We'll use enumerate to create a tuple with the index of the row in our table, this means that our first row, the header, will be:

(0, '|First Header|Second Header|Third Header|')

Then we count the amount of vertical bars in each row and if that value is less than the amount of our header, which we calculated previously, then it appends more vertical bars to the row, extending the last cell to fill the remaining columns2.

Also, if you didn't tested yet, you can extend a previous cell to cover more columns by adding an extra white space, that's how we get our Two cells cell in the fourth row to cover two columns.
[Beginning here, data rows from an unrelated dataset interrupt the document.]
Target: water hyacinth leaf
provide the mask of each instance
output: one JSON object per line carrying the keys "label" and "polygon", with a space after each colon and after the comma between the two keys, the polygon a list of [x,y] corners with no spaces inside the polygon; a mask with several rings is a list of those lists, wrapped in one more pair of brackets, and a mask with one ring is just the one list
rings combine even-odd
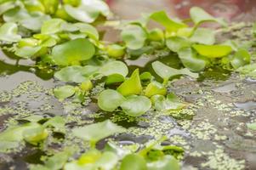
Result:
{"label": "water hyacinth leaf", "polygon": [[223,19],[214,18],[199,7],[192,7],[190,10],[190,14],[196,26],[207,21],[218,22],[220,25],[226,26],[226,23]]}
{"label": "water hyacinth leaf", "polygon": [[104,76],[120,74],[125,77],[128,73],[128,69],[122,61],[111,61],[101,66],[99,70],[99,73]]}
{"label": "water hyacinth leaf", "polygon": [[109,7],[101,0],[81,0],[78,7],[66,4],[65,10],[75,20],[87,23],[94,22],[100,14],[110,14]]}
{"label": "water hyacinth leaf", "polygon": [[121,107],[130,116],[139,116],[151,107],[151,100],[145,96],[131,95],[126,98]]}
{"label": "water hyacinth leaf", "polygon": [[172,37],[166,40],[166,45],[170,50],[177,53],[183,48],[191,47],[191,42],[184,37]]}
{"label": "water hyacinth leaf", "polygon": [[18,42],[21,36],[17,34],[18,26],[15,23],[5,23],[0,27],[0,40],[4,42]]}
{"label": "water hyacinth leaf", "polygon": [[256,130],[256,122],[247,123],[247,128],[251,130]]}
{"label": "water hyacinth leaf", "polygon": [[57,65],[69,65],[91,59],[95,48],[87,39],[78,38],[53,48],[53,59]]}
{"label": "water hyacinth leaf", "polygon": [[193,42],[213,45],[215,42],[214,31],[207,28],[197,28],[190,40]]}
{"label": "water hyacinth leaf", "polygon": [[171,68],[171,67],[161,63],[160,61],[153,62],[152,67],[153,67],[155,72],[159,76],[161,76],[163,80],[168,80],[170,77],[172,77],[174,76],[177,76],[177,75],[187,75],[193,78],[198,77],[197,73],[193,73],[186,68],[181,69],[181,70],[174,69],[174,68]]}
{"label": "water hyacinth leaf", "polygon": [[122,82],[117,89],[123,96],[131,94],[139,94],[142,91],[142,86],[139,78],[139,69],[136,69],[132,76]]}
{"label": "water hyacinth leaf", "polygon": [[94,26],[86,23],[76,23],[73,26],[77,27],[82,33],[88,35],[90,38],[99,40],[99,32]]}
{"label": "water hyacinth leaf", "polygon": [[147,163],[148,170],[179,170],[179,162],[172,156],[164,156],[156,162]]}
{"label": "water hyacinth leaf", "polygon": [[75,88],[73,86],[69,86],[69,85],[62,86],[60,88],[57,88],[54,89],[54,96],[60,100],[74,95],[75,93],[76,93]]}
{"label": "water hyacinth leaf", "polygon": [[251,55],[247,50],[240,48],[236,52],[234,58],[230,61],[234,69],[238,69],[241,66],[249,64],[251,61]]}
{"label": "water hyacinth leaf", "polygon": [[61,19],[51,19],[43,22],[41,33],[42,34],[54,34],[62,31],[62,25],[65,21]]}
{"label": "water hyacinth leaf", "polygon": [[166,88],[162,84],[156,81],[149,83],[145,90],[145,95],[149,98],[156,94],[165,95],[166,93]]}
{"label": "water hyacinth leaf", "polygon": [[86,125],[82,128],[73,129],[75,136],[81,138],[83,140],[91,142],[98,142],[115,133],[123,133],[125,128],[117,126],[110,120],[104,121],[94,124]]}
{"label": "water hyacinth leaf", "polygon": [[207,65],[207,59],[197,54],[191,49],[191,48],[184,48],[178,52],[179,58],[182,64],[191,71],[202,71]]}
{"label": "water hyacinth leaf", "polygon": [[88,79],[85,76],[86,68],[79,65],[67,66],[55,72],[54,77],[63,82],[82,82]]}
{"label": "water hyacinth leaf", "polygon": [[146,162],[137,154],[126,156],[121,162],[120,170],[147,170]]}
{"label": "water hyacinth leaf", "polygon": [[128,25],[121,32],[122,39],[130,49],[139,49],[147,38],[145,31],[139,26]]}
{"label": "water hyacinth leaf", "polygon": [[195,44],[192,47],[199,54],[211,59],[221,58],[230,54],[232,52],[232,48],[228,45]]}
{"label": "water hyacinth leaf", "polygon": [[107,89],[101,92],[98,98],[99,107],[105,111],[113,111],[125,100],[116,90]]}
{"label": "water hyacinth leaf", "polygon": [[158,11],[151,14],[151,19],[163,26],[168,31],[177,31],[180,28],[187,27],[182,22],[170,20],[165,11]]}

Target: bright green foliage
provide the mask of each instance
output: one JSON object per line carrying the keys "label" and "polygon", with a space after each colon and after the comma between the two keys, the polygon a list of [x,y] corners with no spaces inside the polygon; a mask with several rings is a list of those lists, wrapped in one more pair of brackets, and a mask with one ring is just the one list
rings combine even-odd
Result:
{"label": "bright green foliage", "polygon": [[203,56],[214,59],[221,58],[230,54],[232,52],[232,48],[227,45],[193,45],[194,49]]}
{"label": "bright green foliage", "polygon": [[142,91],[139,69],[136,69],[132,76],[122,82],[117,89],[123,96],[139,94]]}
{"label": "bright green foliage", "polygon": [[53,59],[57,65],[69,65],[88,60],[95,53],[94,46],[87,39],[75,39],[53,48]]}

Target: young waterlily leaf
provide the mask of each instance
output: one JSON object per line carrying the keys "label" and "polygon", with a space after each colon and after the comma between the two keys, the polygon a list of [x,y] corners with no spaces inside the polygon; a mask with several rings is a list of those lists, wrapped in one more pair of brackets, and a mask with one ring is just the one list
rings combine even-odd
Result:
{"label": "young waterlily leaf", "polygon": [[162,158],[156,161],[148,162],[148,170],[179,170],[179,162],[172,156],[164,156]]}
{"label": "young waterlily leaf", "polygon": [[232,48],[228,45],[195,44],[192,47],[199,54],[208,58],[221,58],[232,52]]}
{"label": "young waterlily leaf", "polygon": [[183,48],[191,47],[191,42],[184,37],[171,37],[166,40],[166,45],[170,50],[177,53]]}
{"label": "young waterlily leaf", "polygon": [[57,88],[54,89],[54,94],[56,98],[62,100],[66,98],[69,98],[76,93],[75,87],[73,86],[62,86],[60,88]]}
{"label": "young waterlily leaf", "polygon": [[147,170],[146,162],[138,154],[126,156],[121,162],[120,170]]}
{"label": "young waterlily leaf", "polygon": [[0,27],[0,40],[4,42],[18,42],[21,36],[17,34],[18,26],[16,24],[9,22]]}
{"label": "young waterlily leaf", "polygon": [[92,42],[78,38],[54,47],[52,55],[57,65],[69,65],[88,60],[94,53],[95,48]]}
{"label": "young waterlily leaf", "polygon": [[77,20],[87,23],[94,22],[100,14],[108,16],[109,7],[101,0],[81,0],[78,7],[65,5],[65,12]]}
{"label": "young waterlily leaf", "polygon": [[125,77],[128,73],[128,69],[122,61],[111,61],[100,67],[99,73],[104,76],[120,74]]}
{"label": "young waterlily leaf", "polygon": [[153,95],[166,95],[166,88],[158,82],[151,82],[149,83],[145,90],[145,95],[147,97],[151,97]]}
{"label": "young waterlily leaf", "polygon": [[139,116],[151,107],[151,100],[145,96],[131,95],[122,103],[122,110],[130,116]]}
{"label": "young waterlily leaf", "polygon": [[82,82],[88,79],[85,71],[82,66],[67,66],[55,72],[54,77],[63,82]]}
{"label": "young waterlily leaf", "polygon": [[123,96],[131,94],[139,94],[142,91],[142,86],[139,78],[139,69],[136,69],[132,76],[122,82],[117,89]]}
{"label": "young waterlily leaf", "polygon": [[122,39],[130,49],[139,49],[144,46],[147,35],[139,26],[128,25],[121,32]]}
{"label": "young waterlily leaf", "polygon": [[110,120],[106,120],[102,122],[74,128],[73,133],[83,140],[96,143],[110,135],[123,133],[124,131],[125,128],[122,127],[112,123]]}
{"label": "young waterlily leaf", "polygon": [[171,68],[160,61],[155,61],[152,63],[152,67],[155,71],[155,72],[161,76],[163,80],[168,80],[170,77],[177,75],[187,75],[190,76],[193,78],[197,78],[198,74],[197,73],[193,73],[190,71],[188,69],[181,69],[181,70],[177,70]]}
{"label": "young waterlily leaf", "polygon": [[101,92],[98,98],[99,107],[105,111],[113,111],[125,100],[116,90],[107,89]]}
{"label": "young waterlily leaf", "polygon": [[190,10],[190,14],[191,18],[195,23],[196,26],[198,26],[200,24],[207,21],[218,22],[224,26],[227,26],[223,19],[214,18],[199,7],[192,7]]}
{"label": "young waterlily leaf", "polygon": [[251,55],[247,50],[240,48],[236,52],[234,58],[230,61],[234,69],[238,69],[241,66],[250,64]]}
{"label": "young waterlily leaf", "polygon": [[178,52],[178,54],[184,66],[191,71],[197,72],[202,71],[208,62],[205,57],[197,55],[191,48],[183,48]]}
{"label": "young waterlily leaf", "polygon": [[215,42],[214,31],[208,28],[197,28],[190,37],[193,42],[213,45]]}
{"label": "young waterlily leaf", "polygon": [[174,21],[168,16],[165,11],[158,11],[151,14],[151,19],[163,26],[168,31],[177,31],[180,28],[187,27],[182,22]]}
Time has come to insert our separator and join our list with line breaks:

ttable2.insert(1, headerSeparator)
print '\n'.join(ttable2)
# |First Header|Second Header|Third Header|
# |:--|:--|:--|
# |1st Item|2nd Item|3rd Item|
# |One cell|Two cells||
# |Two cells||One cell|
# |Awesome|||
First Header Second Header Third Header
1st Item 2nd Item 3rd Item
One cell Two cells
Two cells One cell
Awesome

If you're attached to your double spaces shortcut in iOS, I also created a version using commas. To have a comma as part of the cell content, precede it with a backslash (). To extend a cell, add a comma. Just replace the ttable variable for this:

ttable = [[re.sub('\\\,',',',cell) for cell in re.split('(?<!\\\),', row)] for row in table.split('\n')]

The coolest thing about using commas instead of double spaces is that by tweaking the action a little you can easily create empty cells in the end of the row. Just replace our ttable2 variable:

ttable2 = ['|' + '|'.join([cell.rstrip() if cell != ' ' else cell for cell in row]) + '|' for row in ttable]

Then cells with only an empty space will be counted. This is an example:

First Header,Second Header,Third Header
1st Item,2nd\,Item,3rd Item
,One cell,One cell
One cell,One cell,
Awesome

|First Header|Second Header|Third Header|
|:--|:--|:--|
|1st Item|2nd,Item|3rd Item|
||One cell|One cell|
|One cell|One cell| |
|Awesome|||

Which will generate this table:

First Header Second Header Third Header
1st Item 2nd,Item 3rd Item
One cell One cell
One cell One cell
Awesome

You can get both versions on GitHub. To use it in your iOS device, import the sys module and replace our table variable for table = sys.argv[1]. Also import the urllib and webbrowser modules. Remove our print from the end of the script and add the following to send the table to Drafts:

callback = 'drafts://x-callback-url/create?text=%s' % urllib.quote('\n'.join(ttable2))

webbrowser.open(callback)

I included a version using the comma syntax to the same Gist so you can get a reference. You can call it from Drafts using the following action:

Convert to Table:

pythonista://ios_mmdtable?action=run&argv=[[draft]]

You really should get Pythonista right now.


  1. By default, iOS comes with a text replacement linked to double spaces, which converts it do period + space. To disable this options, go to Settings > General > Keyboard > turn off the "." Shortcut option. 

  2. I tested the outcome in many apps, however, only Byword properly rendered the extended cells.